Judgment affirmed. All the Justices concur.
No. 15558. SEPTEMBER 6, 1946.
STATEMENT OF FACTS BY JENKINS, PRESIDING JUSTICE.
Acting under the provisions of House Bill No. 793 (Act No. 634, General Assembly of 1946), the Stephens County Board of Education passed a resolution finding it to be in the interest of education in the Stephens County School District to issue bonds for the purpose of building and equipping equipping schoolhouses within the district. Pursuant to this resolution, an election was held in all the territory within the boundaries of Stephens County, except the areas embraced within the independent school systems of Toccoa and Martin; in which election a majority of the qualified voters voted in favor of the issuance of the bonds. The election was called, managed, the returns consolidated, and the result declared by the Stephens County Board of Education. The Solicitor-General of the Northeastern Judicial Circuit was duly notified, and proceedings were held in the Superior Court of Stephens County for the purpose of validating the bonds as provided in Chapter 87-3 of the Code.

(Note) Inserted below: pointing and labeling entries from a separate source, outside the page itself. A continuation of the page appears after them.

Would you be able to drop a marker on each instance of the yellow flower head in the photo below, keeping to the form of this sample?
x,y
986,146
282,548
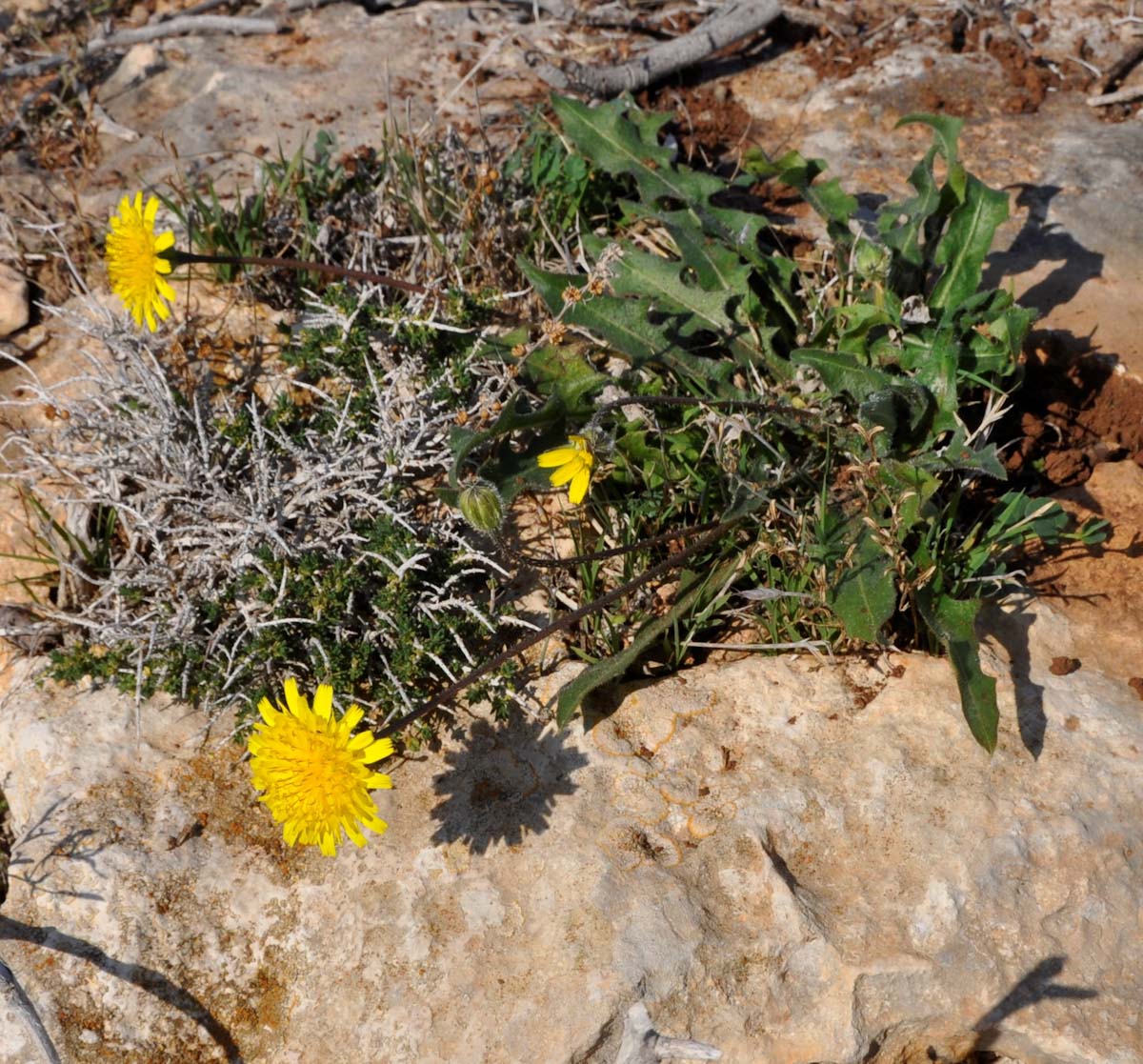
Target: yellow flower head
x,y
571,465
135,268
313,770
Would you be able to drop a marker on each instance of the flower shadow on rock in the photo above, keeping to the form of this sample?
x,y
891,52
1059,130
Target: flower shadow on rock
x,y
503,783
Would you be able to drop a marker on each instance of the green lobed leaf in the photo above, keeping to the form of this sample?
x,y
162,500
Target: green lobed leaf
x,y
866,595
843,372
966,244
612,668
561,371
953,623
620,138
828,198
626,325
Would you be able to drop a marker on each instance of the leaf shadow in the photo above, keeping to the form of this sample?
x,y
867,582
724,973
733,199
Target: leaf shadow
x,y
1011,629
1035,985
1038,241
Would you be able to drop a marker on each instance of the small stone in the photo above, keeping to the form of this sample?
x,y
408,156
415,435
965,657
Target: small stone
x,y
12,301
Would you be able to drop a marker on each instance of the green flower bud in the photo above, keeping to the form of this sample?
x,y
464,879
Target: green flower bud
x,y
872,259
483,507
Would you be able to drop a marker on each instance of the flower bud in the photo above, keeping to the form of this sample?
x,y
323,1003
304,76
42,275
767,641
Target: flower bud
x,y
872,259
481,507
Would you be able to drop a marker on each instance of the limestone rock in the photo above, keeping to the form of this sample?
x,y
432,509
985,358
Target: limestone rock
x,y
14,309
782,859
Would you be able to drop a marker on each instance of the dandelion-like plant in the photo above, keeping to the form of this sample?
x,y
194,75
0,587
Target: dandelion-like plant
x,y
571,465
135,261
313,770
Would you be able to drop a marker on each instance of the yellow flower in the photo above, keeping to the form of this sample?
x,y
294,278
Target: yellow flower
x,y
313,771
135,268
572,465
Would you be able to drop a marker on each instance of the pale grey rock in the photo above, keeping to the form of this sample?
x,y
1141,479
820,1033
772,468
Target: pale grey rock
x,y
14,309
784,859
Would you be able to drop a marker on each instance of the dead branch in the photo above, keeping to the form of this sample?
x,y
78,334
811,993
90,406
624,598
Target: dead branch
x,y
732,22
178,27
1124,96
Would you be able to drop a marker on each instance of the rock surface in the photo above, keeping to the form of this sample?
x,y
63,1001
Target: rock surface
x,y
14,311
789,861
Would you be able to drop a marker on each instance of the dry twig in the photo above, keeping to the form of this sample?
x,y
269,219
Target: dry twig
x,y
178,27
732,22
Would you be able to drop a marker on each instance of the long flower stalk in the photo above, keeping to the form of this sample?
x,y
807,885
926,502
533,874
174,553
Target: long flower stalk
x,y
181,258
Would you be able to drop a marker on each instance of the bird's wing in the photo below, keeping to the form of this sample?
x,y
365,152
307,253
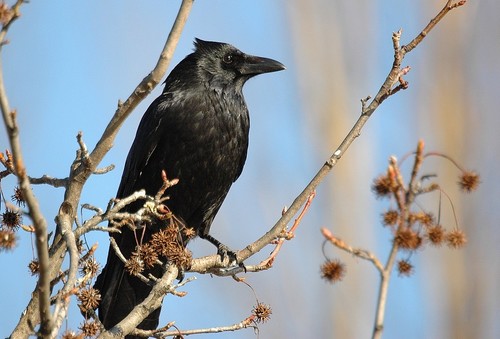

Van C. Nelms, a resident and taxpayer of the Stephens County School District, plaintiff in error, filed an intervention objecting to the validation of said bonds, contending that the Stephens County School District was not authorized to incur a bonded indebtedness separate from that of the county, and that to permit it to do so would be violative of the 7 per cent bonded indebtedness limitation imposed on counties, municipal corporations, and political divisions of the State by article VII, section VII, paragraph I, of the Constitution of 1945, for the reason that the Stephens County School District's share of the existing bonded indebtedness of Stephens County, when added to the bonded indebtedness sought to be incurred by the Stephens County School District, would exceed 7 per cent of the assessed valuation of the taxable property located within the Stephens County School District; and for the further reason that the Board of Education of Stephens County was not the proper authority, under the provisions of Chapter 87-2 of the Code, to call, hold, manage, consolidate, and declare the result of such an election.
Nelms assigns error on the order dismissing his intervention, and entering a decree validating said bonds.